On the other side of that equation is Pete -- and let’s be honest here -- there is no way (none. zero.) that I could pull this working mom juggling act off with any success without his unwavering support. (I say it all the time - but how do single parents do it? How did I do it? Seriously, God must’ve given me super-human abilities back then.) Pete is my support system, and sometimes the backbone of our family. Even as we have become happy and comfortable in our roles, there are times when we have to tag team around the kids’ activities and/or the baby’s needs. It’s a balancing act and we try very hard to take each other’s needs into account. No. Wait. Honestly, he always takes my needs into account. He cannot spell to save his life (i.e. just today, he IM’d me with “time flys”), or use the proper tense, and it’s both gargantuanly maddening and adorable at the same time. But nevertheless, he ensures there are ample date nights at the end of every busy week -- an opportunity to deflate from the hoop-lah invading the days prior.

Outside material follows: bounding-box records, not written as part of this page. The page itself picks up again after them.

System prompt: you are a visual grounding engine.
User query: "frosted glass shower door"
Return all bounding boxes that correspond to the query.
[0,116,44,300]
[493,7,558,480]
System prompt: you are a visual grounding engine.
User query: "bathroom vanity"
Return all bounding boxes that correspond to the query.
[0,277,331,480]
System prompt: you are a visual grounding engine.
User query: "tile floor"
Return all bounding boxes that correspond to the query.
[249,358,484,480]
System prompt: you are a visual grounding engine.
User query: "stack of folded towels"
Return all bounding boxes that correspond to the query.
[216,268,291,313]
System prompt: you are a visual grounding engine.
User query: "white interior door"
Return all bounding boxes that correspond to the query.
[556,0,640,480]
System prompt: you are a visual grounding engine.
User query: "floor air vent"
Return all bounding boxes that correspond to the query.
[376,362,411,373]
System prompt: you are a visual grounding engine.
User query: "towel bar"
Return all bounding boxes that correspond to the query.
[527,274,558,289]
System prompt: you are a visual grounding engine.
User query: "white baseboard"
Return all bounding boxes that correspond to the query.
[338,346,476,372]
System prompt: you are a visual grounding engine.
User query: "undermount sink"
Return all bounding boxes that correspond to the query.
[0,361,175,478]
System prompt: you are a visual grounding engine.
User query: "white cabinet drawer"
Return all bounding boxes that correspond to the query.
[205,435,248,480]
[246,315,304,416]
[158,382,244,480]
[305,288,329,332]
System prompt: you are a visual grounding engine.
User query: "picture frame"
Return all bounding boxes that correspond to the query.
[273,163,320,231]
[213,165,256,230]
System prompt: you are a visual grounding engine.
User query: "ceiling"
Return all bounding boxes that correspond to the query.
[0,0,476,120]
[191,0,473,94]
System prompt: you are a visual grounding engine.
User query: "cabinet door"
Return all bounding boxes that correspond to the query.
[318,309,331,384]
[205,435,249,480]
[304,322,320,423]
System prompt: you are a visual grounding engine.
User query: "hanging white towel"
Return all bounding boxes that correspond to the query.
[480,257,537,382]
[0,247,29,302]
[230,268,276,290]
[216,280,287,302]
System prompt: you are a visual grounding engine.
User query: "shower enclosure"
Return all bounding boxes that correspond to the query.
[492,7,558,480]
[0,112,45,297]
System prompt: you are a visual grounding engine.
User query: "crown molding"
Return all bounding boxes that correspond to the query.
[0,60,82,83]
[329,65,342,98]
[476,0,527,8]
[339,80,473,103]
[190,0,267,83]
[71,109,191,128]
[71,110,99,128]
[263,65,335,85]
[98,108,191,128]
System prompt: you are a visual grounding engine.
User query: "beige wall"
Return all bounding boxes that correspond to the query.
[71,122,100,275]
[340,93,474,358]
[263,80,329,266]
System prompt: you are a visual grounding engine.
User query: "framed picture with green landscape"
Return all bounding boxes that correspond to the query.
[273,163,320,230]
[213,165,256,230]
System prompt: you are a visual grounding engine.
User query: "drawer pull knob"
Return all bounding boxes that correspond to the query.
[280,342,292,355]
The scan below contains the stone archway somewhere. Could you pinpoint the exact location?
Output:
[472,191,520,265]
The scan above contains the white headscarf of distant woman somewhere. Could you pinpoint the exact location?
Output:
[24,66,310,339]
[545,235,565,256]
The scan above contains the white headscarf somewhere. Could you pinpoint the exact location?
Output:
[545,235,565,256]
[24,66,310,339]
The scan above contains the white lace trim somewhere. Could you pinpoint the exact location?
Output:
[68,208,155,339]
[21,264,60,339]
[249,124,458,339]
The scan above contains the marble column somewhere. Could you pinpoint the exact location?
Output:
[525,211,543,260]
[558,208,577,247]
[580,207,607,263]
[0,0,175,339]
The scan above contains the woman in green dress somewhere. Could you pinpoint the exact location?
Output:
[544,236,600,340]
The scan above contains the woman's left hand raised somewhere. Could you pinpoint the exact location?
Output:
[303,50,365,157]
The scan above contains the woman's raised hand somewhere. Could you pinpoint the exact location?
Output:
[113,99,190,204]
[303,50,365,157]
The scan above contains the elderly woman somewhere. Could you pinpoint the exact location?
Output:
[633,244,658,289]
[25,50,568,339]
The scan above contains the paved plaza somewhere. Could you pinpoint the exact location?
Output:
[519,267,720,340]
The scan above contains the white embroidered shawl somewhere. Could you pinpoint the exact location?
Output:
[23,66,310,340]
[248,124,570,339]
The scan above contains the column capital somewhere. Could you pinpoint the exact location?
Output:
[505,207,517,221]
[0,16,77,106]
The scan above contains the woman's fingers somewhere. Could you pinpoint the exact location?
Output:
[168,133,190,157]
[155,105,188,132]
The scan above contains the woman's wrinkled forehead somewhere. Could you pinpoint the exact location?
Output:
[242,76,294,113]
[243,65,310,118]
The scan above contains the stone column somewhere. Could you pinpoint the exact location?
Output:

Date night used to be trying on different outfits, straightening my hair, it also involved three rounds of drinks, and two to four different stops to meet up with friends. Most of the time it was hours past midnight by the time we made it home.

Date night has changed since we became the parents of a newborn.

There is no leisurely getting ready time these days. First outfit “works well enough.” A swipe of eyeliner, a dab of lipgloss, and out the door we go. With all the excitement of a night out, we never decide where we want to eat until we’re at the doorstep of some chic establishment. After a couple glasses of wine, a full belly, and relatively deep conversations, we’re still home by 9:15. Before 10:00 indeed. I know! Shock-ing!

The house is dark and quiet. I’ll curl up on a corner of the couch and I think to myself that this would be about the time we would just be getting started before we had a baby. I marvel at how efficiently we’ve managed to squeeze a night’s worth of fun into two to three hours. As different as our nights out are from the days when we used to stay out late, I feel just as satisfied. The process has changed but the key elements are exactly the same -- his hand holding tight to my leg in the car ride over, a bounce in our step as we seek out an undetermined adventure, laughing together under the street lights.

And when Reef wakes at 3:15am, I can almost hear the ghosts of Pete and Mandi past, rattling their keys in the door, kicking shoes off sore feet and feeling utterly exhausted from a night out on the town. I was happy to have been them at one point in my life, but looking down at that adorably sleepy boy in my arms I know I wouldn’t trade places again for all the date nights in the world.